Driving a Toyota Camry for the same distance during peak-hour traffic will probably consume about 0.9 litres of petrol, which will cost you about S$1.90 in petrol cost, and let’s not forget about the ridiculous cost of parking in the city. You may even be quicker on a bicycle than trying to make it through the heavy CBD traffic.
Why bike-sharing might not be your thing
With all the pros of convenience and the increasing availability of bikes and parking spaces, there are still reasons why riding your own bicycle may be a better idea.
For one, in the long run, riding your own bicycle is still the cheapest option. Let’s assume you use the bike-sharing service twice a day, five days a week, and on average spend $1 per trip. That equates to $520 a year, and is more than enough for you to buy a relatively good bicycle and even accessories to top it up. If your main purpose of cycling is to cut down your spending to an absolute minimal, then you should still ride your own bicycle and bike-share only when you really need to.
Also, payment for all three is via credit or debit cards through the app. If you haven’t got yourself a credit card, check out our list of best credit card in Singapore to ease your payment. The bike-sharing app that you use may impose strict penalties if you break certain rules.
For example, Mobike has a credit system that affects the fares you pay.
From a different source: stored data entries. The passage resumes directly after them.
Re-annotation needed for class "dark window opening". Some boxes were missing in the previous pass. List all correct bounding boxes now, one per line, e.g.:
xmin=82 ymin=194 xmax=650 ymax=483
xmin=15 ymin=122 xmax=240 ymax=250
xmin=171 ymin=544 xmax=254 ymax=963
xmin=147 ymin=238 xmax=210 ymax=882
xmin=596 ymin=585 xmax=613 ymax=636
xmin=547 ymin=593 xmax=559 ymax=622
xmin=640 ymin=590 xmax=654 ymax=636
If your Credit Points are 80 or lower, the fare will be increased to $100 per 30 minutes, which effectively means you shouldn’t be riding anymore. Points are deducted for offences like parking in a compound, or forgetting to lock. They aren’t unreasonable penalties, but if you’re careless, then you could really be penalised.
Otherwise, get off your couch and out of the car and give bike-sharing a go!